A man who was instrumental in promoting and getting people interested in traditional dancing has passed away aged 91.

Thursday, 16th January 2020, 4:02 pm
Updated Thursday, 16th January 2020, 4:40 pm
Cyril Swales MBE has passed away aged 91.

Cyril Swales MBE, a former officer at Scarborough Borough Council, will be remembered across Scarborough, Whitby and the surrounding villages for his love of folk dancing.

As his family recalled, Cyril first came into contact with it as a sea scout when he started playing the mouth organ for Joe Brown’s sword dance team in his hometown of Whitby at the age of 14.

A few years later, he was made secretary of the Whitby Folk Dance group as part of which he revived the town’s annual folk festival, turning it into a competitive, well-attended event. In 1961 he and his wife Sheila, 82, whom he’d met through scouting and guiding in Goathland and married in 1958, moved to Scarborough with their daughters Maureen and Ann.

Here, the couple went on to have two more children, David and Paul.

“That’s when dad gave up scouting because he wanted to spend time with his family, which is what he loved doing,” said Maureen. “He continued the dancing but gave up the scouting.”

Shortly after his move, Cyril took over the Scarborough Folk Dance group which celebrated its centenary in 2011. He also had a morris dance team and a sword dance team, held evening country dance classes in Filey, Rillington, Cloughton and Scarborough, formed his own band named the Pied Piper and started the White Rose Garland Dancers with his wife in 1979.

“We’ve lived life to the full, we really have,” said Sheila.

“Dancing has been our life, we both loved it and we’ve given enjoyment and pleasure to an awful lot of people.”

In 2003, Cyril received an MBE for services to folk dancing and travelled to Buckingham Palace to meet the Queen. Prior to that, the couple had also met Princess Margaret, the Queen’s sister, at Cecil Sharp House, the English Folk Dance and Song Society’s headquarters in London.

Although folk dancing took up most of his energy, Cyril never failed to spend quality time with his family, always arranging holidays and gatherings with his four children, nine grandchildren and great-grandchild.

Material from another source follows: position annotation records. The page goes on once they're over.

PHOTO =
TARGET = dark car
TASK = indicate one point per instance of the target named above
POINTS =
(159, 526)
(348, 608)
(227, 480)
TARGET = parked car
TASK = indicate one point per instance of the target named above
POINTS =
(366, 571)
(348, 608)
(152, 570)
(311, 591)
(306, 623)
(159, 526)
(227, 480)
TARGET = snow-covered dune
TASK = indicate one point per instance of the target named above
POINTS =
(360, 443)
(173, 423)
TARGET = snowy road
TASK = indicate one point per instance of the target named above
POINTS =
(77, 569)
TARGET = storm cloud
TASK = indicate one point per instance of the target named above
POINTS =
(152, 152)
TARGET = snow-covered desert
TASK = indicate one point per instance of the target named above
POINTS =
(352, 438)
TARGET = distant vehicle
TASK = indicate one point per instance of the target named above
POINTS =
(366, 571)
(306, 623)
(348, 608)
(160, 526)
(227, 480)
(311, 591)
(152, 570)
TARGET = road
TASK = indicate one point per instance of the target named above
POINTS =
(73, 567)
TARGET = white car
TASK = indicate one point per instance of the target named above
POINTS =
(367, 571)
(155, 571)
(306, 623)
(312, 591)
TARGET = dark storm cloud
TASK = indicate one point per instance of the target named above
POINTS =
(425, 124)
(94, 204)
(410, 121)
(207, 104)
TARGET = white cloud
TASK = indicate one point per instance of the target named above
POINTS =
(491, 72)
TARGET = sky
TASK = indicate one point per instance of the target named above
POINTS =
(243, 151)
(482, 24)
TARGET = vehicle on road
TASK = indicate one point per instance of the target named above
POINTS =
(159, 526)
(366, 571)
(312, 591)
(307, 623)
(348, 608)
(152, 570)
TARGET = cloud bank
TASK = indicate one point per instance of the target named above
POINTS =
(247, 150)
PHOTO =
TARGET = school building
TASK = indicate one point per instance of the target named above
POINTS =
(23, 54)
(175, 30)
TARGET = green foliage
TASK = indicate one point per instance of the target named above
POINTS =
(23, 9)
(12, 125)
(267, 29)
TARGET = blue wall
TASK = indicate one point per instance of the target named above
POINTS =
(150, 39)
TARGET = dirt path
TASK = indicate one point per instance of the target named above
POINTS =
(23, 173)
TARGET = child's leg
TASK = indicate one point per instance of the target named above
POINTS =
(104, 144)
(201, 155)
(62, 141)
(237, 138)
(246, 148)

His Catholic faith also played a big part. He was Eucharist Minister for 31 years at St George’s and St Peter’s church, giving out communion to help the priest and visiting the sick.

His wife and children remember him as an “honest, caring and very humble” man who “never looked for praise” and “never realised how much he was appreciated”.

To honour his legacy, Sheila and Maureen have decided to continue running folk dance classes on Monday afternoon and Tuesday evening at St Edward’s Church Hall, Avenue Victoria and garland dancing on Monday evening at Seamer Memorial Hall.

Cyril’s funeral will be held at St George’s Church on Monday January 20 at 11.30am.